M: Brika - Expectations.











           

A Franco le gustaba salirse de su zona de confort de vez en cuando, sobre todo porque el hecho de charlar con más estudiantes que no pertenecieran al club los sacaba de la rutina a la que estaban acostumbrados. Era el único que sonreía y admiraba las paredes de estuco, el recibidor y el hall principal de la fraternidad en la que se llevaba a cabo la fiesta; en el vestíbulo había un desfile de chicas que oscilaban en edades, pero él se creía inútil en el arte de adivinarlas; aquel era el talento de Thomas, que en ese momento parecía tener la mente a kilómetros de distancia.

Enric Andreev se había sentado con un colega en el fondo, junto a otros docentes de deportes. Los miró al tiempo que sonreía. Francesco intuyó que, mientras sus ojos se paseaban de arriba abajo en ellos, lo hacía para revisar que fueran ataviados como el reglamento del club lo pedía.
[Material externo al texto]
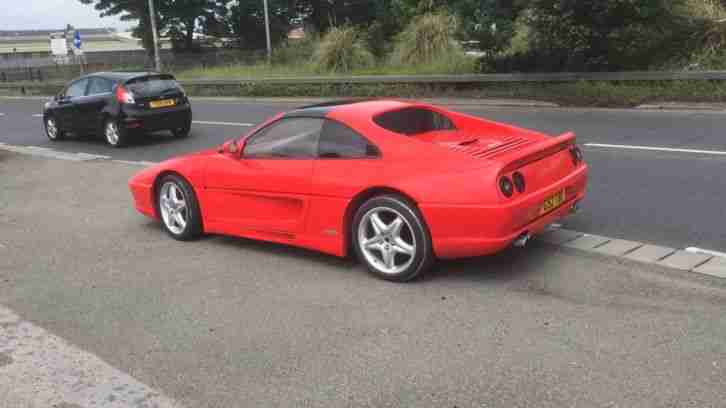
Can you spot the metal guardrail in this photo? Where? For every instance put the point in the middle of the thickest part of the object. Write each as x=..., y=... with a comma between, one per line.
x=430, y=79
x=472, y=79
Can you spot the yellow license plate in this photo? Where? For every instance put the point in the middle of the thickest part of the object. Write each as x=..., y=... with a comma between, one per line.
x=552, y=202
x=162, y=104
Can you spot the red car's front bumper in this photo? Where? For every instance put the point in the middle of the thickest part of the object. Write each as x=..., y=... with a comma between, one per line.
x=467, y=231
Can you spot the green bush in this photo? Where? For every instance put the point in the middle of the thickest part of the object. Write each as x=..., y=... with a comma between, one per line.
x=295, y=51
x=428, y=38
x=342, y=49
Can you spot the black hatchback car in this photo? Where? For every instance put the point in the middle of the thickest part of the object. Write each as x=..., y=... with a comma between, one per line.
x=117, y=104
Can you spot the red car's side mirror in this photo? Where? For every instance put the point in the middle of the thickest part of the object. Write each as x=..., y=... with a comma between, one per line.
x=233, y=148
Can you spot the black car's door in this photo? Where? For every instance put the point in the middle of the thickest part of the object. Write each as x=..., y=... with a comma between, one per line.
x=65, y=111
x=88, y=108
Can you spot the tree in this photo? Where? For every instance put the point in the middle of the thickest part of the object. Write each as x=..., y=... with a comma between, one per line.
x=606, y=35
x=491, y=22
x=182, y=17
x=246, y=20
x=178, y=16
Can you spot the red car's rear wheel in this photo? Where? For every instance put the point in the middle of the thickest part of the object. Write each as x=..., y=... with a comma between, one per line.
x=390, y=237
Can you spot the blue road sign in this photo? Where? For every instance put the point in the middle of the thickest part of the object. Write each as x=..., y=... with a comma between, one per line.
x=77, y=40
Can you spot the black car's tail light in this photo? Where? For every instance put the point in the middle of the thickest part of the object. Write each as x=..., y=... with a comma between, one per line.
x=123, y=95
x=519, y=183
x=505, y=184
x=576, y=154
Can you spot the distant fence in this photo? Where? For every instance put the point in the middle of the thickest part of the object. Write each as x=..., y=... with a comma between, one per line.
x=48, y=84
x=44, y=68
x=473, y=79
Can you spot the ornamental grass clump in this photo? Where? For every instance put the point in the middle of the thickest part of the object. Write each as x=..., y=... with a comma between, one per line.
x=342, y=49
x=428, y=38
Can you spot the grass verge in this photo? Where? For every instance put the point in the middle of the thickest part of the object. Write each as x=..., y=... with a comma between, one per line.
x=583, y=93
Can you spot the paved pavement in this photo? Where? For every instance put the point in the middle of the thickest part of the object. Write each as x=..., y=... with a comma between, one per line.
x=671, y=198
x=226, y=322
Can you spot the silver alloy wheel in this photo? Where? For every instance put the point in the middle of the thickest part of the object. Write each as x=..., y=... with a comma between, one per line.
x=112, y=133
x=51, y=128
x=386, y=240
x=173, y=207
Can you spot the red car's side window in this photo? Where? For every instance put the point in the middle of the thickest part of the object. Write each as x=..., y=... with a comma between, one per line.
x=338, y=141
x=292, y=138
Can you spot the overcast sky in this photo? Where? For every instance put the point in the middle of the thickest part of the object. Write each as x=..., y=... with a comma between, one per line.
x=52, y=14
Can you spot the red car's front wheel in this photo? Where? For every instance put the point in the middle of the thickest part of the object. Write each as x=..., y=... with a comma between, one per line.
x=178, y=208
x=390, y=237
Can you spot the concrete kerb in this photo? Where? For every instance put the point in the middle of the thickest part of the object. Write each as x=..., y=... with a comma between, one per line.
x=640, y=252
x=637, y=251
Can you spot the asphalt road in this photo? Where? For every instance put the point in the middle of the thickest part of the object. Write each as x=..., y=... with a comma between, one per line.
x=667, y=198
x=225, y=322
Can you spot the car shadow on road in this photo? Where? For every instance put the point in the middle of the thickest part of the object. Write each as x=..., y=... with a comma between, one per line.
x=513, y=264
x=509, y=265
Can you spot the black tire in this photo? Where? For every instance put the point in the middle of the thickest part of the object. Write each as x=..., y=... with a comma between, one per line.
x=193, y=227
x=53, y=137
x=121, y=134
x=413, y=232
x=182, y=132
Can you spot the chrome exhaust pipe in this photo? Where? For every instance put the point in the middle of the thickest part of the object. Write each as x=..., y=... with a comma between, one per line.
x=522, y=241
x=575, y=208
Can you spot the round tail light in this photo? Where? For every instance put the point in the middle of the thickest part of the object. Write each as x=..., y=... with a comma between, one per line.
x=505, y=184
x=519, y=183
x=576, y=154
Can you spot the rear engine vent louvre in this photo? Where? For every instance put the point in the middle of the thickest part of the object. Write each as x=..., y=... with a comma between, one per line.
x=489, y=150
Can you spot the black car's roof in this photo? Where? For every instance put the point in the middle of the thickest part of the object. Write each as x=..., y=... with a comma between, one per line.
x=122, y=76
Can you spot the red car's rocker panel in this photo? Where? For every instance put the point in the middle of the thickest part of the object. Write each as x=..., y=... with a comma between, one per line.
x=477, y=185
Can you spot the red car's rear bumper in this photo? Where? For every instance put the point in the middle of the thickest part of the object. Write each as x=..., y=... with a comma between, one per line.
x=466, y=231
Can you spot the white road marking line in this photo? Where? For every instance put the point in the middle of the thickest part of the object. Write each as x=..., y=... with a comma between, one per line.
x=696, y=250
x=39, y=369
x=657, y=149
x=136, y=163
x=53, y=154
x=205, y=122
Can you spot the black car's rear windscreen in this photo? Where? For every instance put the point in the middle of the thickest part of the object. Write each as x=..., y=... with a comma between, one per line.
x=153, y=85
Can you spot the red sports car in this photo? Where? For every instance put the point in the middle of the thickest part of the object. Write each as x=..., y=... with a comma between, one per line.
x=399, y=183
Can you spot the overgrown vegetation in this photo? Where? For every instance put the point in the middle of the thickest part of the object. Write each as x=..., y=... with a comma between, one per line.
x=427, y=38
x=342, y=49
x=583, y=93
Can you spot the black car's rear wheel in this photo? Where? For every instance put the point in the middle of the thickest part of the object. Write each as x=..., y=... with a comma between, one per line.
x=52, y=130
x=182, y=131
x=390, y=237
x=115, y=135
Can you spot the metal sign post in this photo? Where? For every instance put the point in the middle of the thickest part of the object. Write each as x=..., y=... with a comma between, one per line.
x=152, y=16
x=77, y=49
x=267, y=33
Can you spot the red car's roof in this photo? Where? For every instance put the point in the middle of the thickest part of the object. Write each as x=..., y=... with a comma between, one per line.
x=350, y=109
x=369, y=108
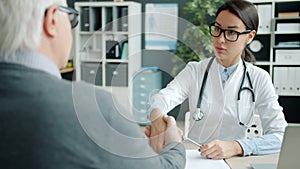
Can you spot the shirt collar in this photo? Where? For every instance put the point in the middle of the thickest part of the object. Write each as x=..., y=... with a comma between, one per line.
x=33, y=60
x=230, y=69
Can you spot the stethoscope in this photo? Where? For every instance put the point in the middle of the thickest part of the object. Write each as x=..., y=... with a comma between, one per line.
x=198, y=115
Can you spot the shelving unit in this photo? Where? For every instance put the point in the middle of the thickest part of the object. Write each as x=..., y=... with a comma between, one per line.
x=277, y=44
x=277, y=50
x=108, y=44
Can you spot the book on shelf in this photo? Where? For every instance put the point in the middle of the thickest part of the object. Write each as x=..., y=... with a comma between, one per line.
x=124, y=51
x=288, y=15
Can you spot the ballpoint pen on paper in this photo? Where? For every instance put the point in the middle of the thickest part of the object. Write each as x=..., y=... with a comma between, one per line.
x=185, y=138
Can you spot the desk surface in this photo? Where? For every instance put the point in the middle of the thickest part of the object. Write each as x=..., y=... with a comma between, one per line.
x=239, y=162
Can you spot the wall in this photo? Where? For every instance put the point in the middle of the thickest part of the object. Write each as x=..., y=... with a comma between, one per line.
x=159, y=58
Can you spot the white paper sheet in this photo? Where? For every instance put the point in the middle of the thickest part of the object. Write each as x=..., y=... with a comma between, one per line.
x=195, y=161
x=161, y=24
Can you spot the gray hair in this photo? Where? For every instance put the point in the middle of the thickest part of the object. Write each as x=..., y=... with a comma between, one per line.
x=21, y=24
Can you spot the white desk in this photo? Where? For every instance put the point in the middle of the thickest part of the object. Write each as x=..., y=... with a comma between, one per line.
x=239, y=162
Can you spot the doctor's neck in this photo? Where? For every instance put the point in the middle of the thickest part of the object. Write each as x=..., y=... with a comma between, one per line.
x=228, y=62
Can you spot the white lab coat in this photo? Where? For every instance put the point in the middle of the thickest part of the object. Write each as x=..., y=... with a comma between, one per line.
x=219, y=104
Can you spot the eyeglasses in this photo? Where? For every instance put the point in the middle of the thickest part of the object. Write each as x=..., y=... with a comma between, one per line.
x=229, y=35
x=73, y=14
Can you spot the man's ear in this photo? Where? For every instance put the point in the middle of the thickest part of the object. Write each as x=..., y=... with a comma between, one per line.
x=50, y=21
x=251, y=36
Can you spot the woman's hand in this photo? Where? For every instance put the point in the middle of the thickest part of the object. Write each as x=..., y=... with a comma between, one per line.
x=218, y=149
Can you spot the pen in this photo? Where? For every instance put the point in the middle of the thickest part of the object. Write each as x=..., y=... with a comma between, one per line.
x=185, y=138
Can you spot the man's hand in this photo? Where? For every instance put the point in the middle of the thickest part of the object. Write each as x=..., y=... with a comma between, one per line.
x=158, y=127
x=173, y=133
x=221, y=149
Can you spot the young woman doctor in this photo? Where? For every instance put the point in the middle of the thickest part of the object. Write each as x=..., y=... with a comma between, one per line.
x=232, y=91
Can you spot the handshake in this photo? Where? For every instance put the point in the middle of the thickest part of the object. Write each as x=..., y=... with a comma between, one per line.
x=162, y=131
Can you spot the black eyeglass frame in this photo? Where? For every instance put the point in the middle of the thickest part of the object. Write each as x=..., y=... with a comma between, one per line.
x=70, y=11
x=225, y=30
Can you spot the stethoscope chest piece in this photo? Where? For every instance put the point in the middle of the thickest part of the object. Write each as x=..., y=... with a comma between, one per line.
x=198, y=115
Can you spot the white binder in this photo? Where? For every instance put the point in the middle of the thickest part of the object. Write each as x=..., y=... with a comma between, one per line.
x=265, y=16
x=276, y=80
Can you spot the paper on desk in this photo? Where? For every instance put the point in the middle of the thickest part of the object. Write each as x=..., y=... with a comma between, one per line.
x=195, y=161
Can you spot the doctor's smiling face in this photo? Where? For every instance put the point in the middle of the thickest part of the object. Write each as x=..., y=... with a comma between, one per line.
x=230, y=36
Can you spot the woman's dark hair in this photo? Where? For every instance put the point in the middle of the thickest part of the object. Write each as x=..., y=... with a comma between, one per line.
x=247, y=12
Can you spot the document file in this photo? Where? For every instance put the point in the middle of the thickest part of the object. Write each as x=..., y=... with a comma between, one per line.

Mucho tiempo antes se había convertido en una ley llevar encima como mínimo la sudadera del equipo, ya que les otorgaba cierta distinción entre los demás estudiantes del campus.

En efecto, Thomas, Lisandro y él se habían vestido con un jean de mezclilla, y la sudadera gris con franjas crema y carmesí; en la espalda se leía la gran ye que simbolizaba la naturaleza alrededor de Bloomington, aunque realmente nadie sabía con exactitud qué representaba. Enric soltó una carcajada que ellos escucharon a la perfección. Los muchachos, entendiendo el gesto como el permiso para entrar, enfilaron hacia el pasillo derecho, contrario a la dirección en la que yacía su mentor, que para entonces ya no estaba prestándoles atención.

—¿Quieren algo de beber? —les ofreció una chica rubia, vestida con el uniforme de las porristas, falda crema con tablas carmesí, o guindas.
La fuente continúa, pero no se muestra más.